I cried a lot in the first couple of weeks after Logan was born. Eventually, I considered a day a good one when I could last all day without crying. One of my favorite artists is John Mayer. Some days (still) I do very well until I hear this song. (I should really ditch this CD, but I love it too much)
The Heart of Life
By John Mayer
I hate to see you cry
Lying there in that position
There's things you need to hear
So turn off your tears
And listen
Pain throws your heart to the ground
Love turns the whole thing around
No it won't all go the way it should
But I know the heart of life is good
You know, it's nothing new
Bad news never had good timing
But, then your circle of friends
Will defend the silver lining
Pain throws your heart to the ground
Love turns the whole thing around
No it won't all go the way it should
But I know the heart of life is good
Pain throws your heart to the ground
Love turns the whole thing around
Fear is a friend who's misunderstood
But I know the heart of life is good
I know it's good
I made a list that has been ongoing since Logan was born.
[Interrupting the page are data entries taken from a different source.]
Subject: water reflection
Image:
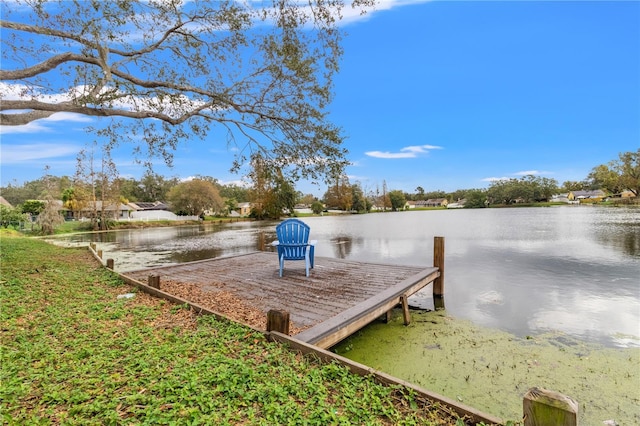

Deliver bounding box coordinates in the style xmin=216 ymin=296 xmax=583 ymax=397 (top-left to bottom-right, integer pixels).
xmin=331 ymin=235 xmax=353 ymax=259
xmin=50 ymin=206 xmax=640 ymax=345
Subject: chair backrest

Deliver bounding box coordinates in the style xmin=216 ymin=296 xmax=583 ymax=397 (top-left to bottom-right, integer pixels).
xmin=276 ymin=219 xmax=311 ymax=259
I never thought I would share this list with anyone. I feel very ashamed of it, but I felt like I needed to write them down to make sense of what I was feeling and so that I could remember this time in my life even though it was the hardest time of my life.
Here goes....some of these lasted moments, some lasted for weeks, some I still feel today
A series of emotions from the beginning to the present
1. Shock
2. Trapped in a nightmare
3. Can I please rewind my life...can we just go back to the way it was?
4. This can't be my life, where is my life?
5. I have let my family down
6. I didn't ask for a lifetime commitment, isn't 18-20 years enough?
7. He doesn't look like us
8. Mourning the boy we were supposed to have
9. I let Devin down
10. This is not fair to Devin
11. A GREAT fear of the future
12. A fear of the school years
13. He's not developing fast enough
I believe Logan was given to us, by God, on purpose. Besides looking into my beautiful angel's eyes, that is what gets me through each day.
Well, that is where I am at now. I do feel I have come a long way. Each day is different from the last and I do feel a bit more healed everyday, but I also know that it may take a lifetime to heal completely.